Now that you have parsed the terms in the text of the abstracts, you want to filter out the terms that have little to no information value. This will create more relevant topics in the next step.
  1. Select the Text Mining tab in the Enterprise Miner Toolbar, and drag a Text Filter node into the diagram workspace.
  2. Connect the Text Parsing node to the Text Filter node.
    Process Flow Diagram
  3. Right-click the Text Parsing node, and select Results. Now find the Terms table and click anywhere inside the Terms table to make it the active window. Scroll through the list of terms and note that the majority of terms occur in fewer than 10 documents.
  4. Click the Text Filter node in the diagram workspace and notice the Minimum Number of Documents property in the Term Filters section of the Train properties. Change this property from the default value to 10. This ensures that only terms that occur in at least ten documents are included in your analysis.
  5. To enable spell checking, set the Check Spelling option in the Spelling section of the Train properties to Yes.
    Because you are dealing with professionally written documents, you might think that there is no reason to perform this operation. However, this spell checking might suggest terms that should be treated as synonyms. The algorithm used to find misspellings frequently identifies terms that are slight variants of one another in spelling and meaning. Checking for spelling should not remove a large number of terms from this data set but might help when you deal with a different collection of documents. If you are dealing with informal document sets such as e-mails or customer comments, then spell checking will prove even more beneficial.
  6. To run the Text Filter Node, right-click on the node and select Run. When you have successfully run the Text Filter node, click the Results button in the Run Status window.
  7. Find the Terms window within the Results window and click anywhere inside the Terms window to make it the active window. Select the #Docs column to sort terms by document frequency. Scroll down and notice that terms that appear in fewer than 10 documents are dropped by the Text Filter node. Terms in 10 or more documents might have been dropped for other reasons.
    Terms Table
  8. Now find and maximize the Number of Documents by Weight window. This window shows a scatter plot of the terms with the number of documents on the x-axis and term weight on the y-axis. In the image below, notice that there is a row of points that all have a weight of zero. These points represent the terms that were dropped from analysis. When you hold the mouse over a point on the graph, a tooltip appears that notes the term represented, the number of documents that it appears in, and the assigned weight value.
    Notice that the point representing the term datum appears separated from the rest of the points. Because the term datum appears significantly more often than any other term, you will drop this term from analysis in the following steps. There are six more terms that appear separated from the rest of the terms. These terms are system, software, paper, application, user, and information.
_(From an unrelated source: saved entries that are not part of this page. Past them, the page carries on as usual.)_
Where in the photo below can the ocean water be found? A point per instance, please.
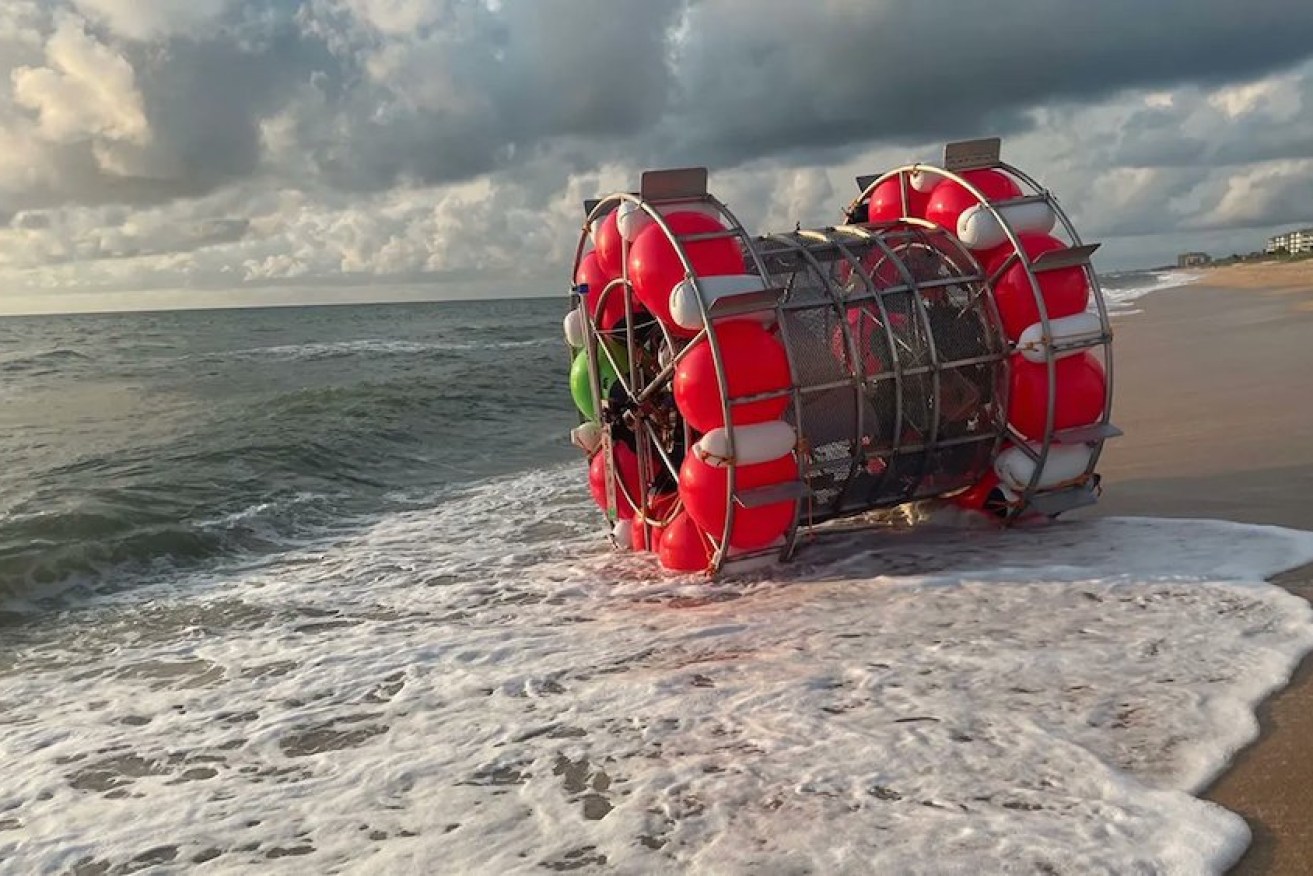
(322, 590)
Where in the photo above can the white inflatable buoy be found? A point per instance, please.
(1068, 328)
(632, 218)
(683, 298)
(573, 326)
(587, 436)
(978, 229)
(753, 444)
(624, 535)
(1065, 462)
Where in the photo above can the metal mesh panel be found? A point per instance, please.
(896, 353)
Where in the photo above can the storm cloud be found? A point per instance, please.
(256, 141)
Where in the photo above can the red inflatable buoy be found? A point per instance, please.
(684, 547)
(703, 487)
(982, 497)
(1078, 401)
(655, 268)
(754, 361)
(868, 335)
(885, 204)
(592, 273)
(608, 246)
(948, 198)
(626, 470)
(1066, 290)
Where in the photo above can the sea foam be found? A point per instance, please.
(483, 687)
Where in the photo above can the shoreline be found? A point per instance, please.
(1229, 440)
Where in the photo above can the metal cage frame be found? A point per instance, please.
(659, 191)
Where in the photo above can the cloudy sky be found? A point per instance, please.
(183, 153)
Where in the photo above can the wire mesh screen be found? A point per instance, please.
(898, 360)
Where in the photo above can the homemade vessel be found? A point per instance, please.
(947, 340)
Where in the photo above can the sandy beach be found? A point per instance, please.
(1212, 390)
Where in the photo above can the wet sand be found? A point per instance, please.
(1213, 388)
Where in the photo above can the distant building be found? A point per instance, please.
(1291, 242)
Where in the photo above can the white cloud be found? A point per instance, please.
(86, 91)
(209, 143)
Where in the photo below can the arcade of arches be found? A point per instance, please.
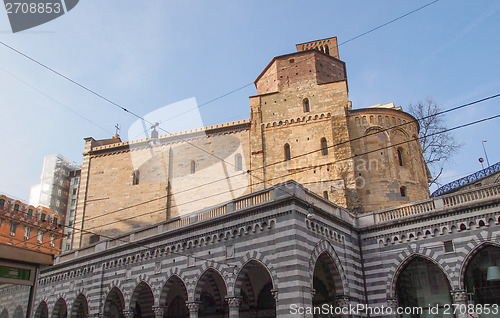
(420, 283)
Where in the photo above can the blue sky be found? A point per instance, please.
(148, 54)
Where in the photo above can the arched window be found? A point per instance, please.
(287, 152)
(135, 177)
(324, 147)
(305, 103)
(238, 162)
(400, 156)
(403, 191)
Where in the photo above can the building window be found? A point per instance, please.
(287, 152)
(238, 162)
(27, 233)
(324, 147)
(135, 177)
(13, 227)
(402, 190)
(305, 103)
(193, 166)
(400, 156)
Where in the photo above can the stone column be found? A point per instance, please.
(459, 297)
(160, 311)
(234, 306)
(393, 304)
(128, 313)
(193, 309)
(343, 302)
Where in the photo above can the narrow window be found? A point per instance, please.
(403, 191)
(238, 162)
(135, 177)
(324, 147)
(13, 227)
(287, 152)
(400, 156)
(27, 233)
(305, 103)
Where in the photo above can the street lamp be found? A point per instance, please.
(484, 149)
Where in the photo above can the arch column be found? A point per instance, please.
(459, 298)
(194, 308)
(342, 302)
(160, 311)
(234, 306)
(128, 313)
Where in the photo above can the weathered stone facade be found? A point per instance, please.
(284, 245)
(302, 127)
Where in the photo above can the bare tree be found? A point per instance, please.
(438, 144)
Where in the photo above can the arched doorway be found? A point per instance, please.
(422, 283)
(114, 304)
(4, 313)
(142, 301)
(19, 313)
(210, 293)
(482, 277)
(255, 288)
(60, 310)
(327, 283)
(174, 296)
(42, 311)
(80, 307)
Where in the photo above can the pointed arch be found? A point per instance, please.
(80, 307)
(60, 309)
(42, 311)
(142, 300)
(211, 291)
(325, 250)
(114, 303)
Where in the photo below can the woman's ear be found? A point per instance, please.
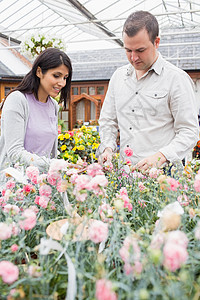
(157, 42)
(39, 72)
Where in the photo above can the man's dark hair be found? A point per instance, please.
(141, 20)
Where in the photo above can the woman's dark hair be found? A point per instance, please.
(142, 20)
(48, 59)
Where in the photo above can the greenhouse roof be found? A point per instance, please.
(93, 24)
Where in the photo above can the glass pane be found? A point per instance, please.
(100, 90)
(80, 111)
(84, 90)
(75, 91)
(7, 90)
(91, 90)
(65, 115)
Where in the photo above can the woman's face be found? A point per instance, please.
(51, 82)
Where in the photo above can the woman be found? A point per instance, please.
(29, 114)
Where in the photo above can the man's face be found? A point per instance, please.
(140, 51)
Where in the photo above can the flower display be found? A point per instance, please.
(81, 231)
(37, 42)
(80, 145)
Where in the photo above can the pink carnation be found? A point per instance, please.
(53, 177)
(29, 219)
(10, 184)
(94, 169)
(32, 173)
(98, 231)
(105, 212)
(128, 151)
(98, 180)
(130, 251)
(5, 231)
(173, 183)
(11, 209)
(42, 178)
(28, 188)
(104, 290)
(154, 172)
(14, 247)
(43, 201)
(183, 200)
(58, 165)
(82, 182)
(174, 256)
(141, 186)
(45, 190)
(8, 272)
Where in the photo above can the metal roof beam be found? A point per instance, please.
(91, 18)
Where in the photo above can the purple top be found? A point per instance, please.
(41, 129)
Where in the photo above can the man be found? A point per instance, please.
(150, 101)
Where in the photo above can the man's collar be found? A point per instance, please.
(158, 65)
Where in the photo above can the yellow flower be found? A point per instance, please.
(76, 140)
(61, 137)
(81, 147)
(63, 147)
(66, 155)
(67, 136)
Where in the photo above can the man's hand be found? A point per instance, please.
(106, 156)
(155, 160)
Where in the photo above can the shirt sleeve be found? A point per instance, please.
(108, 121)
(184, 111)
(15, 114)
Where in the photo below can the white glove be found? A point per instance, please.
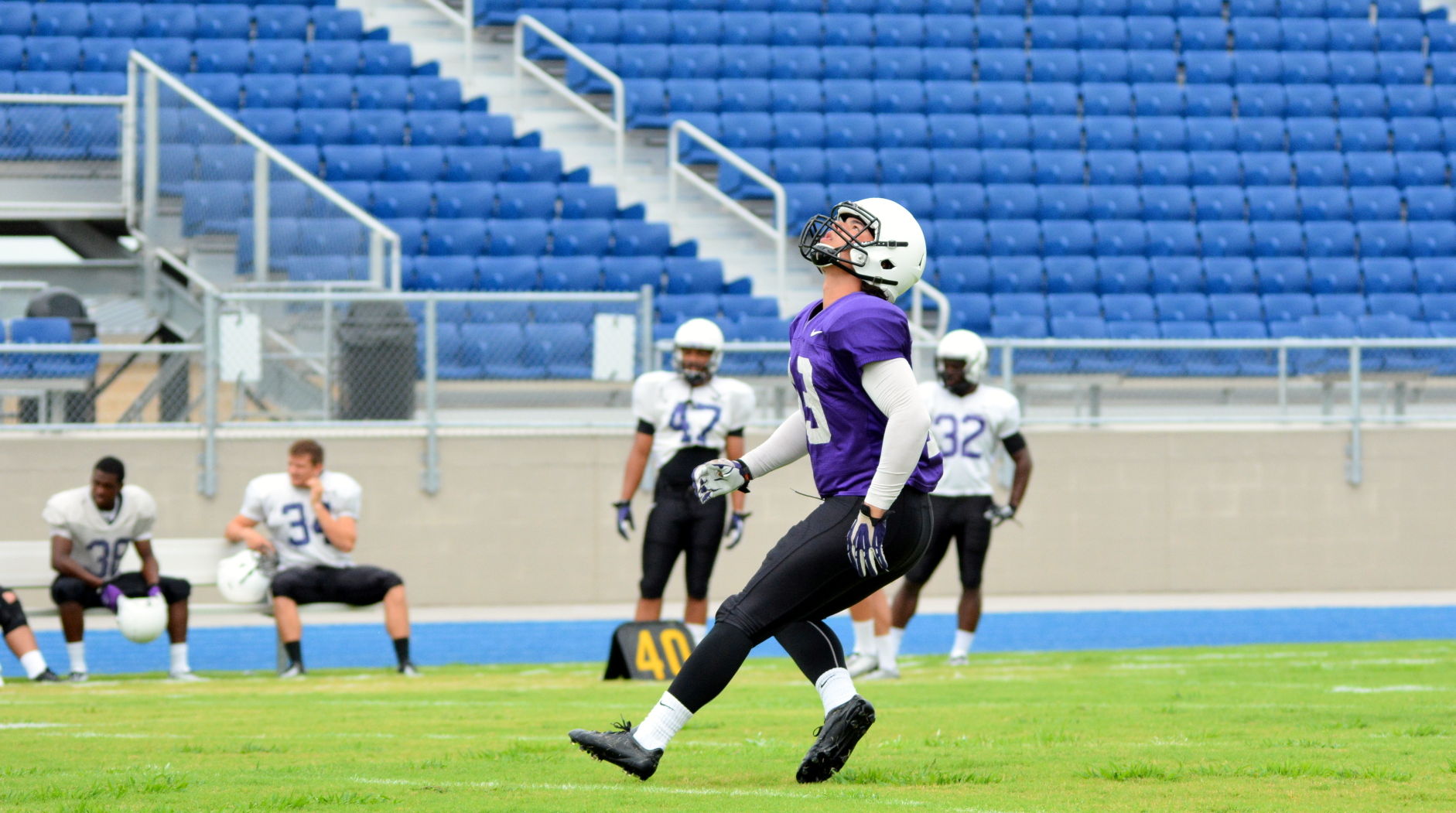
(719, 477)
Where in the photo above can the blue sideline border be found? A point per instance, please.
(556, 641)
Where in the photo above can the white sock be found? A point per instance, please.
(836, 688)
(888, 649)
(179, 658)
(77, 654)
(663, 723)
(34, 663)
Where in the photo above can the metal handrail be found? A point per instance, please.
(778, 232)
(465, 18)
(60, 100)
(308, 178)
(617, 123)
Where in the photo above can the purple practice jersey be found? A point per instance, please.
(827, 349)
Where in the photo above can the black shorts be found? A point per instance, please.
(680, 525)
(962, 519)
(133, 585)
(358, 586)
(808, 577)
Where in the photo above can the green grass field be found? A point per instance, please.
(1331, 727)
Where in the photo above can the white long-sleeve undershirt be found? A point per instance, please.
(894, 391)
(893, 388)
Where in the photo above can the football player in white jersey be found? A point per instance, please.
(686, 417)
(91, 529)
(970, 422)
(309, 521)
(21, 640)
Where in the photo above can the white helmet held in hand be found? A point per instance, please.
(887, 254)
(142, 620)
(244, 577)
(967, 347)
(698, 334)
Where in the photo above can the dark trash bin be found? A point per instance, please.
(80, 407)
(376, 346)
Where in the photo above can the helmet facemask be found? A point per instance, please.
(858, 241)
(692, 375)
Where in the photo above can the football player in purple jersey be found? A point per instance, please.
(866, 435)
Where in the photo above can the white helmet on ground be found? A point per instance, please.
(142, 620)
(698, 334)
(891, 257)
(244, 577)
(962, 346)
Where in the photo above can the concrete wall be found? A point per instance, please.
(529, 519)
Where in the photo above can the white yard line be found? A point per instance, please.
(759, 793)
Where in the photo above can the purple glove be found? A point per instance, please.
(108, 596)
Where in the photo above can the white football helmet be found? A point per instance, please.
(698, 334)
(142, 620)
(244, 577)
(891, 260)
(962, 346)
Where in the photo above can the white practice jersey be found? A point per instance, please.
(97, 541)
(285, 512)
(970, 432)
(689, 415)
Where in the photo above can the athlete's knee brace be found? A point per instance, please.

You might choose to drop these terms from your analysis; but if you do, then you will get different results from those presented in the next chapter.
    Number of Documents by Weight Window
  9. Close the Results window.
  10. Now find the Results section of the Train properties and click the ellipsis button next to the Spell-Checking Results property. The EMWS.TextFilter_spellDS window lists the misspelled terms, and their assigned parent term, that were detected by the spell checker. Other information, such as the term role, term number, and number of documents, is also displayed in this window.
  11. Select the Text Filter node, and then click the ellipsis for the Filter Viewer property to open the Interactive Filter Viewer. In the Interactive Filter Viewer, you can refine the parsed and filtered data that exists after the Text Filter node has run. The refinement is achieved by filtering documents based on the results of a search expression or modifying the keep or synonym status of a term. The following image shows the Terms table of the Interactive Filter Viewer.
    Interactive Filter Viewer Terms Table
  12. For this example, you are going to exclude the single term datum because it occurs more than twice as often as the next frequent word. This will give you more relevant topics when you run the Text Topic node .
    To exclude the term datum from the analysis, click the check box in the KEEP column of the Terms window. The check box should be unchecked as in the diagram below.
    Interactive Filter Viewer Terms Table, do not keep 'datum'
  13. Close the Interactive Filter Viewer. When you do this, the Save window will ask you to save your changes. Make sure that you click Yes or you will have to redo steps 10 and 11.